At Bubbles Translation, we would always take issue with a statement like this, no matter how niche the language in question is. Our disapproval is justified when you consider that as many as 60 per cent of Llanrwst residents actually speak Welsh.
Mr Channer had defended his statement by saying only two per cent of the town spoke Welsh and that “English is the mother tongue of the UK”.
In this article, we’ll make the case for why all languages should be protected, no matter how niche they are.
- Ainu – this endangered Japanese dialect is one of the rarest spoken languages in the world today. The language is spoken by inhabitants of the Hokkaido island of Japan. Ainu has no clear genealogical relationship to other languages. There are 300 speakers and only 15 of those are fluent.
- Tausiro – spoken in an isolated region of Peru, the Tausiro language can be found in the region of the tributary of the Ahuarana River. The language has all but died out, with just one fluent speaker remaining as of 2008. The slow decline of this language came to pass after other speakers married non-Tausiro speakers and, in the process, switched to other languages with Spanish roots.
- Tolowa – another endangered language with just one speaker left, as of 2008. This Native American tribal language was spoken in the Smith River Rancheria, California.
Keeping niche languages alive preserves cultural history
Why is it important to keep these dying languages alive in the modern day? The story of Yahi, the ‘last wild Native American’, shows us the value of preserving language. In 1911, Yahi was discovered in the Californian foothills foraging for food. He had lived many years surviving on his own after the genocide of his tribe.
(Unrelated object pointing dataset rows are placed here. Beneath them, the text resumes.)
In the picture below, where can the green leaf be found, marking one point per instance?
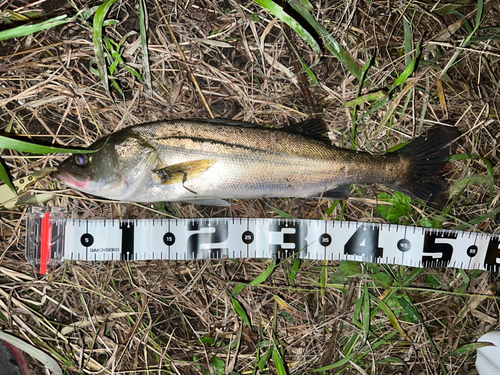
(331, 44)
(391, 360)
(265, 359)
(408, 70)
(413, 314)
(295, 270)
(4, 175)
(278, 11)
(24, 30)
(144, 44)
(382, 279)
(366, 312)
(349, 268)
(100, 59)
(388, 312)
(31, 350)
(219, 365)
(241, 311)
(14, 144)
(258, 280)
(280, 365)
(378, 95)
(469, 348)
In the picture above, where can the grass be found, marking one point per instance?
(418, 65)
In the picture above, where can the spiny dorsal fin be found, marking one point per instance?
(183, 172)
(312, 128)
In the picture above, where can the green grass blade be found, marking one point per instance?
(241, 311)
(278, 11)
(265, 359)
(295, 271)
(378, 95)
(331, 44)
(388, 312)
(366, 312)
(408, 70)
(15, 144)
(4, 176)
(100, 58)
(144, 44)
(280, 364)
(24, 30)
(469, 348)
(258, 280)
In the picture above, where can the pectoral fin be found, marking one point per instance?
(183, 172)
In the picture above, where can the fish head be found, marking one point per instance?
(114, 170)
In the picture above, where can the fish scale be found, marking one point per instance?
(205, 162)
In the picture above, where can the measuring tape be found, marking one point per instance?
(51, 239)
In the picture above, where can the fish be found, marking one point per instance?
(210, 161)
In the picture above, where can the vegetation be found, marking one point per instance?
(379, 73)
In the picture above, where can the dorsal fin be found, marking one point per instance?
(223, 121)
(313, 128)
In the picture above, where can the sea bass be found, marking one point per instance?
(206, 161)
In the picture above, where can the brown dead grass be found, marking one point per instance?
(160, 317)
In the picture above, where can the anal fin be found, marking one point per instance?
(338, 193)
(208, 202)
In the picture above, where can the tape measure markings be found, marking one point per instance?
(217, 238)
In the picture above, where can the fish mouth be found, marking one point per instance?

After he was discovered, Yahi was studied at a nearby museum where the director Alfred L. Kroeber spent years interviewing him to learn about the culture of his tribe – learning how they made tools and other culturally significant items. During this time together, Kroeber was able to piece together much of the Yahi people’s culture. If Yahi had died before his discovery, none of this would have been possible and Yahi’s people’s culture and language would have died out completely, and we would be none the wiser.
Keeping niche languages alive gives speakers a unique advantage
When Pope Benedict XVI resigned in 2013, the reporter who first broke the story did so because she was able to understand the Latin that the speech was delivered in. Latin is often regarded as a crucial root language to most modern European languages, yet so few people actually understand it today.
This just proves why Latin is still an important and valuable language in the 21st century, despite the cries of school children who see no point in learning a dead language. You can’t teach an old dog new tricks, but you can certainly teach a new generation much from an old language.
Keeping niche languages alive helps us understand the past
So-called ‘dead languages’ are those that are not passed on as the mother tongue from parents to children, but rather those that have to be taught and practised in more artificial settings. Examples of these surviving niche languages that are spoken by academics and language hobbyists include Latin, Aramaic and Sumerian.
By continuing to keep these languages alive, we are able to understand history more fully and keep a record of the civilisations that came before us. As the old saying goes, those who ignore history are destined to repeat it.
Did you know there’s a niche language right here in the UK?
Cornish is a niche language, spoken mostly in the county of Cornwall. A 2008 survey by the Cornish Language Strategy Project estimated that around 2,000 people are fluent in the language, which underwent a renaissance in the early 20th century. It all began when Celtic language scholar and Cornish cultural activist Henry Jenner published “A Handbook of The Cornish Language”.